Python’s built-in operator module facilitates functional programming and can be used to multiply matrices. Specifically, operator.mul() can replace the manual element-wise multiplication, making the code cleaner.

Here’s an example:

import operator

def operator_matrix_multiply(A, B):
    return [[sum(map(operator.mul, A_row, B_col)) for B_col in zip(*B)] for A_row in A]

A = [[1, 2, 3],
     [4, 5, 6]]

B = [[7, 8],
     [9, 10],
     [11, 12]]

print(operator_matrix_multiply(A, B))

Output:

[[58, 64],
 [139, 154]]

The function operator_matrix_multiply() leverages the map() and operator.mul() functions for multiplication, which handles element-wise multiplication, then the sum() aggregates the results for each row and column pair. This method is somewhat more Pythonic but does not necessarily offer a performance advantage.

Method 4: Matrix Multiplication Using itertools

The itertools module in Python provides a collection of tools for handling iterators. It can be used in the context of matrix multiplication to generate Cartesian products of the rows of the first matrix with the columns of the second, which can then be summed after element-wise multiplication.

Here’s an example:

import itertools

def itertools_matrix_multiply(A, B):
    B_transposed = list(zip(*B))
    return [[sum(itertools.starmap(operator.mul, zip(row, col))) 
             for col in B_transposed] for row in A]

A = [[1, 2, 3],
     [4, 5, 6]]

B = [[7, 8],
     [9, 10],
     [11, 12]]

print(itertools_matrix_multiply(A, B))

Output:

[[58, 64],
 [139, 154]]

In this example, itertools_matrix_multiply() uses itertools.starmap() to perform the element-wise multiplication and then calculates the sums for each result. This method may improve readability for those familiar with itertools and functional programming styles.

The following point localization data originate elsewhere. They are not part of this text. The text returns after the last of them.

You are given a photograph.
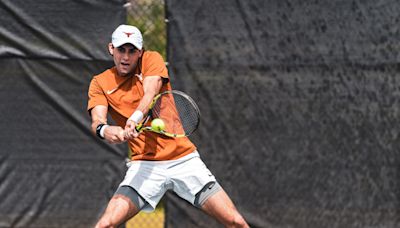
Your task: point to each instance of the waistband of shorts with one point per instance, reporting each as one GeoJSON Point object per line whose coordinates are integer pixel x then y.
{"type": "Point", "coordinates": [194, 154]}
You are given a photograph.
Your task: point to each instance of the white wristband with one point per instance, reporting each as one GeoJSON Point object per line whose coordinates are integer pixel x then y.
{"type": "Point", "coordinates": [137, 116]}
{"type": "Point", "coordinates": [102, 130]}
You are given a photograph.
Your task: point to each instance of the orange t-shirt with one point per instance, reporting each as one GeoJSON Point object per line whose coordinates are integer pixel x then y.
{"type": "Point", "coordinates": [123, 98]}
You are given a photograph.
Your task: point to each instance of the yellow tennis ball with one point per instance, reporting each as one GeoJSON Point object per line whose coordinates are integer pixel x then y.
{"type": "Point", "coordinates": [157, 125]}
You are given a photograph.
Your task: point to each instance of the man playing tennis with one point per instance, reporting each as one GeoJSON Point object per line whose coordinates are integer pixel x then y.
{"type": "Point", "coordinates": [158, 163]}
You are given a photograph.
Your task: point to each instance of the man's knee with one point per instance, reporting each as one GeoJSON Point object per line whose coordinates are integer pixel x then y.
{"type": "Point", "coordinates": [238, 221]}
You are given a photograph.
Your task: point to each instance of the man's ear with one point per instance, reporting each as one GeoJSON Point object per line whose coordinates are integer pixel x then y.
{"type": "Point", "coordinates": [111, 49]}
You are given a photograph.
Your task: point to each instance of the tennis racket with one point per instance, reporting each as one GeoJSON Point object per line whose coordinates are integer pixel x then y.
{"type": "Point", "coordinates": [178, 112]}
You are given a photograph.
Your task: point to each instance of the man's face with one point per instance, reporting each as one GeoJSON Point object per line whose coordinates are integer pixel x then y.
{"type": "Point", "coordinates": [125, 58]}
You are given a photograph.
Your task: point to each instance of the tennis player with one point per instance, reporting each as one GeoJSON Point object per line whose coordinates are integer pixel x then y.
{"type": "Point", "coordinates": [158, 163]}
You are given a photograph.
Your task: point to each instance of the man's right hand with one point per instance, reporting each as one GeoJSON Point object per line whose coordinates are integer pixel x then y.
{"type": "Point", "coordinates": [114, 134]}
{"type": "Point", "coordinates": [130, 129]}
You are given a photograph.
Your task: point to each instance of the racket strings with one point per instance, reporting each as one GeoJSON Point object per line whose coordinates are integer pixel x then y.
{"type": "Point", "coordinates": [179, 113]}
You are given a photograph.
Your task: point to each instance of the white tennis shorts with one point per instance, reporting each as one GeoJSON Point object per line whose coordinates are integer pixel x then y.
{"type": "Point", "coordinates": [186, 176]}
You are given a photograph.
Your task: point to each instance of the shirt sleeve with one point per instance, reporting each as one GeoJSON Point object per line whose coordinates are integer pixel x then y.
{"type": "Point", "coordinates": [96, 95]}
{"type": "Point", "coordinates": [154, 65]}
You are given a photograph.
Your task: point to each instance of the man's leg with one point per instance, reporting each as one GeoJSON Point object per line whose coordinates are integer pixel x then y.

Bonus One-Liner Method 5: List Comprehension with zip

Python’s list comprehension can often be used to express complex operations in a single line. Here, it is combined with zip and sum for a compact matrix multiplication implementation.

Here’s an example:

A = [[1, 2, 3], [4, 5, 6]]
B = [[7, 8], [9, 10], [11, 12]]

# One-liner Matrix Multiplication
result = [[sum(a*b for a, b in zip(row, col)) for col in zip(*B)] for row in A]

print(result)

Output:

[[58, 64],
 [139, 154]]

This one-liner compresses the entire matrix multiplication process into a single list comprehension which operates identically to the nested loops approach but in a more compact form. This method is incredibly succinct but may sacrifice some readability, especially for those less comfortable with Python’s functional programming constructs.

Summary/Discussion

  • Method 1: Nested Loops. Straightforward, mirrors the manual multiplication process. Inefficient for large matrices.
  • Method 2: NumPy Library. Efficient and concise. Requires an external library and is not suited for environments where NumPy is not available.
  • Method 3: operator Module. Somewhat more Pythonic than nested loops. No significant performance benefit over the nested loops method.
  • Method 4: itertools. Improves readability with functional programming. Still not as efficient as NumPy for large matrices.
  • Method 5: One-Liner List Comprehension. Extremely compact. May be confusing to read and debug for novice Python programmers.